Testing the migration
The final step is, of course, to make sure everything works! And what better way than to use Oracle's new Baseline Validation Tool. This tool is included in OBIEE 12C, and is perfect for testing migrations between environments.
For those unfamiliar, the basic process is this:
- Configure and run the Baseline Validation Tool against your content.
- Perform the upgrade (be sure to preserve the previously gathered test results)!
- Run the Baseline Validation Tool again to gather the new output, and display the compared results.
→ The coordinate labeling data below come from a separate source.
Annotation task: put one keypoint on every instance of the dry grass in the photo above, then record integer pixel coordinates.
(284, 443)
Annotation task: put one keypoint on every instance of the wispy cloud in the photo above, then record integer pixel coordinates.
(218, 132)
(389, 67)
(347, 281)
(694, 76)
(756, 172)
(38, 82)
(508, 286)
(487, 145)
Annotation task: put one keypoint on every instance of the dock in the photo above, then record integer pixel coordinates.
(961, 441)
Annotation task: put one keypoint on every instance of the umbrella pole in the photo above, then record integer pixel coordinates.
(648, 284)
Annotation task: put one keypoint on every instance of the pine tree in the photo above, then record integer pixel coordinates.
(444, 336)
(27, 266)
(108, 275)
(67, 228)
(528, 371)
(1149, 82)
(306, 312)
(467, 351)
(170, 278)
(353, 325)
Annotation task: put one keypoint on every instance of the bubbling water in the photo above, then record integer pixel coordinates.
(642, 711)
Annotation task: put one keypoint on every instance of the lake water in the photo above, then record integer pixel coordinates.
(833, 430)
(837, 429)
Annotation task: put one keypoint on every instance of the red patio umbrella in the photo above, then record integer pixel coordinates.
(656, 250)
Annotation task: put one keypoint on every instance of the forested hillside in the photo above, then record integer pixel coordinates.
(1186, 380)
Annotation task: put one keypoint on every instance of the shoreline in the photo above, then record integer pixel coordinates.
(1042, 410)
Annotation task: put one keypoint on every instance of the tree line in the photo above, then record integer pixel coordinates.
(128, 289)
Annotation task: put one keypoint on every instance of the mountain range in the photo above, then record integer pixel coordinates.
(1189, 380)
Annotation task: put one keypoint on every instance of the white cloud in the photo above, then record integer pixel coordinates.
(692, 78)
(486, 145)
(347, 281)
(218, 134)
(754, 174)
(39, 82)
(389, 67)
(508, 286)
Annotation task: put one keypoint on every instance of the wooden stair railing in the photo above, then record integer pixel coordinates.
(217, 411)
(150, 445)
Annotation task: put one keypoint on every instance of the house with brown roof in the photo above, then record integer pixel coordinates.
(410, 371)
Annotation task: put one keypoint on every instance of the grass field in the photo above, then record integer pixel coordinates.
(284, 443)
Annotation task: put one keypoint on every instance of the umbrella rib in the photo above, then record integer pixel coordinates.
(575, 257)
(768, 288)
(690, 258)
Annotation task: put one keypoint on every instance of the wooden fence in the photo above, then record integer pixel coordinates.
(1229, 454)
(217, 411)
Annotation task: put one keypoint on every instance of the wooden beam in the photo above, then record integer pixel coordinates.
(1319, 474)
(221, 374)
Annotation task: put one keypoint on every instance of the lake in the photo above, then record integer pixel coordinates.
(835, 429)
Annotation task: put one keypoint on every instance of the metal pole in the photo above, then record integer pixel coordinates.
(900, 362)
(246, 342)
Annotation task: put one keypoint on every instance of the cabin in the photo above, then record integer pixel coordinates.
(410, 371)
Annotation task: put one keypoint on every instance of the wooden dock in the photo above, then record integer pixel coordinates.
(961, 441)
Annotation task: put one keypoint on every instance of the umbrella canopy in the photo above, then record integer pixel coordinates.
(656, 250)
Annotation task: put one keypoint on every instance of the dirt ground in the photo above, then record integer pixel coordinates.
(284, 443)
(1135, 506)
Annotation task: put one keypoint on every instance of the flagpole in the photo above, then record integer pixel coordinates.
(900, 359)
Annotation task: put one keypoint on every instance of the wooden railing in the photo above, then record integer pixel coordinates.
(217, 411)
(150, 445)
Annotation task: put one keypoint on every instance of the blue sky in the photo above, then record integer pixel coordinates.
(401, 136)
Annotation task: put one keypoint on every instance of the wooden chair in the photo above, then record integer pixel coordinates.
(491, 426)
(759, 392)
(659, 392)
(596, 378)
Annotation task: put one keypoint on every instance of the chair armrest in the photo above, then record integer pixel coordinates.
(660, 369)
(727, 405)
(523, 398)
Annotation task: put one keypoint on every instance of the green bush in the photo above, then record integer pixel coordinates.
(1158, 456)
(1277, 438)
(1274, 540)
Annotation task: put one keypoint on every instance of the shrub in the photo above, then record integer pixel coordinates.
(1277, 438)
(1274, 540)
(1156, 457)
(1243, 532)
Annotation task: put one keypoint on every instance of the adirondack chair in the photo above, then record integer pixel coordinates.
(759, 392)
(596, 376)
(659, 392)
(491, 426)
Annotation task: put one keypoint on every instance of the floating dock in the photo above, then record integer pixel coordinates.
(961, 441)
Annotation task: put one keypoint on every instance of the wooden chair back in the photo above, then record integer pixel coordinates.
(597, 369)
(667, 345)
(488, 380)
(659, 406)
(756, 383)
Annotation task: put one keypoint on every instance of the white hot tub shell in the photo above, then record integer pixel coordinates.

The output should be an HTML file that, when opened in a browser, will let you know what has changed since the last time it was run. If everything was migrated properly, then there should be no major discrepancies.
Is it better to do an in-place upgrade, or a fresh install and migrate current content? The answer, as always, depends on the business. One method adds complexity but allows for more customization possibilities, while the other is likely faster and a more standard approach. Use whichever works for your specific requirements.
It's an interesting idea to install a new version of OBIEE every so often, rather than perform an upgrade, but maybe for some organizations it will simplify the process and alleviate common upgrade issues. If you or your organization are often stuck on older versions of OBIEE because you are uncomfortable or unfamiliar with the typical upgrade process, maybe you can provision an additional environment and attempt this alternative method.
As previously stated, it is imperative for environments to be as up to date as possible, and this method is simply another, albeit unconventional, avenue to make that happen.